Au réveil
Le dimanche matin, la vie est un peu au ralenti.
Aujourd’hui, il fait beau, le service est clair et calme ; beaucoup de portes sont ouvertes, laissant passer la lumière du soleil jusque dans le couloir.
Les soignants, moins nombreux, semblent pourtant avoir plus de temps. Dans la salle de soin, les croissants circulent, et des rires joyeux remplissent l’espace.
Quelques personnes sont déjà là, certains ont dormi sur place, d’autres viennent d’arriver. Les visages des accompagnants son marqués, laissant deviner les traces d’une nuit agitée.
Dans le couloir, l’odeur du café domine. Les petits déjeuners ont déjà été donnés mais certaines chambres sont encore plongées dans l’obscurité. Chacun à son rythme se prépare à vivre une nouvelle journée.
Dans la chambre que je choisis, un vieil homme est couché sur le coté, un peu recroquevillé sur lui-même. Il m’accueille en esquissant un douloureux sourire. Je le sens inconfortable. A maintes reprises il tente de s’installer autrement, de se redresser, de se retourner… Mais par manque de forces revient toujours dans la même position.
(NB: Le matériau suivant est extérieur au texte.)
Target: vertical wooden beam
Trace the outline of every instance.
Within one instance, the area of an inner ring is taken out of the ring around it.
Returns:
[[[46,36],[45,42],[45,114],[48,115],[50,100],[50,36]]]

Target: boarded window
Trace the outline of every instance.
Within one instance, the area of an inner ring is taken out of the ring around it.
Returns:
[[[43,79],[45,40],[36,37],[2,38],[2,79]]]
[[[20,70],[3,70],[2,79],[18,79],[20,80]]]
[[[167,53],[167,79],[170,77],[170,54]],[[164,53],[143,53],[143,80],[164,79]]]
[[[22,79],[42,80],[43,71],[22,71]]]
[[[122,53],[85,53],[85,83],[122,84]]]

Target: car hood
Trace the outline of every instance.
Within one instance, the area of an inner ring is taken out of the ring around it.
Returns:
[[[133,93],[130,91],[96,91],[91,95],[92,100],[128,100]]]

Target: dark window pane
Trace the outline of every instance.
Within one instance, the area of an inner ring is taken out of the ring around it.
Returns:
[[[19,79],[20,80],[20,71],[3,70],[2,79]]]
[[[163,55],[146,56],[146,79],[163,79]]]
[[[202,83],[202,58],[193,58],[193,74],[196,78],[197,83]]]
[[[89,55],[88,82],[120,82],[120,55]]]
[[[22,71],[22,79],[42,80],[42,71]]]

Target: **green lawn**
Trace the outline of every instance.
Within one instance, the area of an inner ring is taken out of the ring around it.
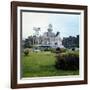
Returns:
[[[32,52],[22,55],[22,77],[45,77],[78,75],[79,71],[64,71],[55,68],[55,54],[50,52]]]

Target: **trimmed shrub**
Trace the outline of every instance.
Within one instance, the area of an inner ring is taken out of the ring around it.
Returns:
[[[29,54],[29,49],[27,48],[24,50],[24,55],[27,56],[28,54]]]
[[[61,48],[61,49],[60,49],[60,53],[65,53],[66,51],[67,51],[66,48]]]
[[[79,69],[79,53],[68,52],[57,56],[55,67],[63,70]]]

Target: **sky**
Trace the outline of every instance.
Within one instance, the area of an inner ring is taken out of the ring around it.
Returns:
[[[33,27],[40,27],[40,35],[47,32],[48,25],[52,24],[54,33],[60,32],[60,37],[76,36],[80,33],[79,14],[52,14],[52,13],[22,13],[22,38],[33,36]]]

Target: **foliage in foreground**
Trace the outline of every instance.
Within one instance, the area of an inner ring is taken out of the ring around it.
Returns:
[[[24,50],[24,55],[27,56],[28,54],[29,54],[29,49],[26,48],[26,49]]]
[[[31,52],[22,55],[22,77],[45,77],[78,75],[76,70],[58,70],[55,68],[56,54],[50,52]]]
[[[79,53],[67,52],[57,55],[55,67],[62,70],[78,70],[79,69]]]

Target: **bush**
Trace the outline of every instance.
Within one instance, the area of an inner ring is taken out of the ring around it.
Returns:
[[[29,54],[29,49],[27,48],[24,50],[24,55],[27,56],[28,54]]]
[[[66,51],[67,51],[66,48],[61,48],[61,49],[60,49],[60,53],[65,53]]]
[[[79,53],[68,52],[57,56],[55,67],[63,70],[79,69]]]

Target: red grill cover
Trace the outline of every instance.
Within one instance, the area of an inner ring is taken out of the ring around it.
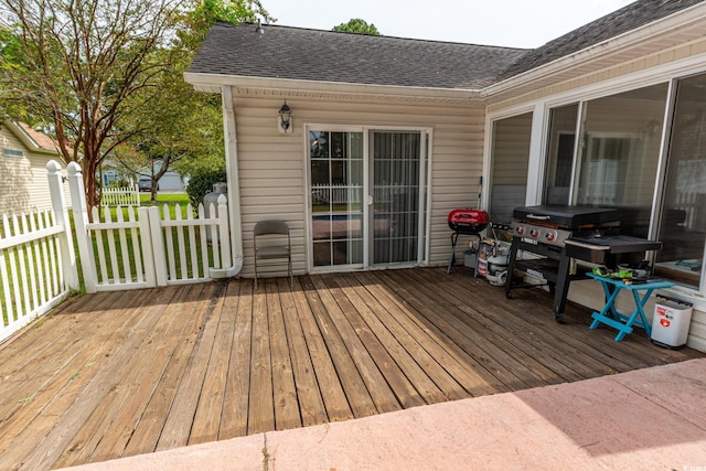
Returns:
[[[453,210],[448,221],[453,231],[479,233],[488,226],[490,217],[482,210]]]

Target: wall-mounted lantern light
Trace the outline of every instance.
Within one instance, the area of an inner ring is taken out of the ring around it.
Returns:
[[[291,109],[285,104],[279,108],[279,118],[277,119],[277,130],[284,133],[291,133],[295,130],[295,126],[291,121]]]

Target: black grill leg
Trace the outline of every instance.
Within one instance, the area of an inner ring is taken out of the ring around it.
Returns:
[[[564,309],[566,308],[566,297],[569,293],[569,267],[571,257],[566,256],[566,248],[561,248],[559,257],[559,271],[556,278],[556,291],[554,292],[554,315],[560,324],[564,322]]]
[[[515,270],[515,260],[517,259],[517,245],[520,244],[518,237],[513,237],[512,245],[510,246],[510,258],[507,259],[507,278],[505,278],[505,298],[512,299],[512,274]]]
[[[453,266],[453,261],[456,261],[456,243],[459,240],[459,232],[454,232],[451,234],[451,258],[449,258],[449,266],[446,269],[446,274],[449,275],[451,272],[451,267]]]

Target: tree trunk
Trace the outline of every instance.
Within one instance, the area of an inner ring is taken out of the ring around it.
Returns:
[[[88,218],[90,220],[90,222],[93,222],[93,208],[98,207],[100,204],[100,201],[98,200],[98,191],[96,189],[97,169],[98,162],[95,159],[84,158],[84,191],[86,192],[86,206],[88,210]]]

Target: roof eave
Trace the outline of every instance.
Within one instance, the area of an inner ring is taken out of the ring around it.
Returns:
[[[494,95],[510,92],[513,88],[530,85],[533,82],[541,81],[552,75],[557,75],[563,71],[575,67],[577,64],[595,61],[606,56],[607,54],[644,43],[648,39],[703,21],[705,15],[706,3],[695,4],[653,23],[645,24],[635,30],[611,38],[610,40],[593,44],[592,46],[578,51],[574,54],[566,55],[502,82],[492,84],[480,92],[480,97],[481,99],[490,98]]]
[[[341,82],[302,81],[291,78],[250,77],[243,75],[218,75],[204,73],[184,74],[186,83],[200,92],[220,93],[222,86],[243,87],[252,89],[269,89],[286,93],[331,93],[365,95],[371,97],[391,98],[442,98],[458,100],[479,100],[480,89],[472,88],[435,88],[406,87],[394,85],[353,84]]]

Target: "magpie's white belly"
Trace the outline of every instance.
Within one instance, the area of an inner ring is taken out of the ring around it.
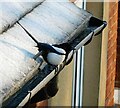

J’hésite à l’aider, mais il me semble si douloureux que j’ai peur de lui faire mal. Les soins du matin n’ont pas encore été faits; je lui propose d’attendre avec lui les soignants qui sauront l’aider à trouver la meilleure position.
Il acquiesce d’un mouvement de tête.
Je rapproche un tabouret de son lit et m’assois à son chevet. Il me prend la main, la serre, puis bouge doucement son pouce sur le dessus de ma main, comme la caresse d’un parent voulant calmer son enfant. A moins que ce ne soit le contraire. Je le laisse faire. Il ferme les yeux. De sa main libre, il installe délicatement sa couverture sur lui, comme s’il se préparait pour la nuit, son visage se détend; nous n’avons prononcé que peu de mots. Je le regarde s’apaiser, j’entends son souffle devenir régulier, son pouce ralentit son va-et-vient sur ma main, puis s’immobilise… il semble dormir.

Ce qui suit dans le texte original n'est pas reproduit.